In August 2025, the crash of a UAE military aircraft in Darfur exposed the extent of this involvement: 40 Colombian fighters were killed. The revelation sparked condemnation from Colombian President Gustavo Petro, who denounced what he called "merchants of death."

Gaza and Beyond

Abu Dhabi's outsourcing model has extended far beyond Africa. Reports in 2024 indicated that Emirati-financed mercenaries were deployed to support Israel's military operations in Gaza and Lebanon. Witnesses described tanks carrying both Israeli and Emirati flags, while detainees reported interrogations by soldiers speaking Arabic in a distinct Emirati dialect.

Diplomats suggested these efforts formed part of "day after" planning for a depopulated Gaza. Images of UAE-plated vehicles in Rafah only deepened suspicions that Emirati-backed militias were operating on Israel's behalf.

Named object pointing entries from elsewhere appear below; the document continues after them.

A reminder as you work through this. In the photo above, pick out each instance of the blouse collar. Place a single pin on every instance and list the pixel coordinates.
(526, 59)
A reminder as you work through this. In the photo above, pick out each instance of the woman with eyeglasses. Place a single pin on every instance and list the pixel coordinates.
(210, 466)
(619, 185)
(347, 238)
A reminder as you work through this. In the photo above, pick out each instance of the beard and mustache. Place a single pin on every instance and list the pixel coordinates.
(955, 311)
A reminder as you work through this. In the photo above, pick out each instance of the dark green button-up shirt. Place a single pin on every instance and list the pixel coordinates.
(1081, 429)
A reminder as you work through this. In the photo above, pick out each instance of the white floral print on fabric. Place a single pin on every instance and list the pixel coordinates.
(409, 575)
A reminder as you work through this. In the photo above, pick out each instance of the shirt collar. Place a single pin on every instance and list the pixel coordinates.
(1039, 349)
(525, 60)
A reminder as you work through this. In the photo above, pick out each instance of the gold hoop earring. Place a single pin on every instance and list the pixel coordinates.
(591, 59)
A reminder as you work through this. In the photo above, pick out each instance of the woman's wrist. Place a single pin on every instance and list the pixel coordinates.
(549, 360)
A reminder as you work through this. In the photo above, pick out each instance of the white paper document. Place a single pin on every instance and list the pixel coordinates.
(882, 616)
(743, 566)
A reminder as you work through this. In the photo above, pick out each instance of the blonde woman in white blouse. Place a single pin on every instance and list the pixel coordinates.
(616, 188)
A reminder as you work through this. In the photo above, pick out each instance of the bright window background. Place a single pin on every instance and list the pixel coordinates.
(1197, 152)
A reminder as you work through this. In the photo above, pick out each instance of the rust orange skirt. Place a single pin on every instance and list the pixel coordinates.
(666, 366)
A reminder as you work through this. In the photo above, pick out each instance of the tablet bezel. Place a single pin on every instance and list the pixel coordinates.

The Globalisation of Outsourced Warfare

Prince has since launched Vectus Global, which has already won contracts in Haiti, employing the same model tested in Somalia: foreign fighters, private air support, and drones enforcing order where state security has collapsed.

What began as palace protection in Abu Dhabi has metastasised into a transnational business model. Somalia -- as both a recruitment base and a transit hub -- remains a vital link in this chain. For Mogadishu, the consequences are stark: weakened sovereignty, exploitation of its citizens, and entanglement in proxy wars financed by Gulf monarchies.

Analysts warn that the UAE's reliance on hired guns erodes accountability in global conflict. While Abu Dhabi portrays its actions as stabilising, critics say it has instead normalised a system of shadow warfare -- one in which fragile states like Somalia are turned into nodes in a sprawling network of privatised violence.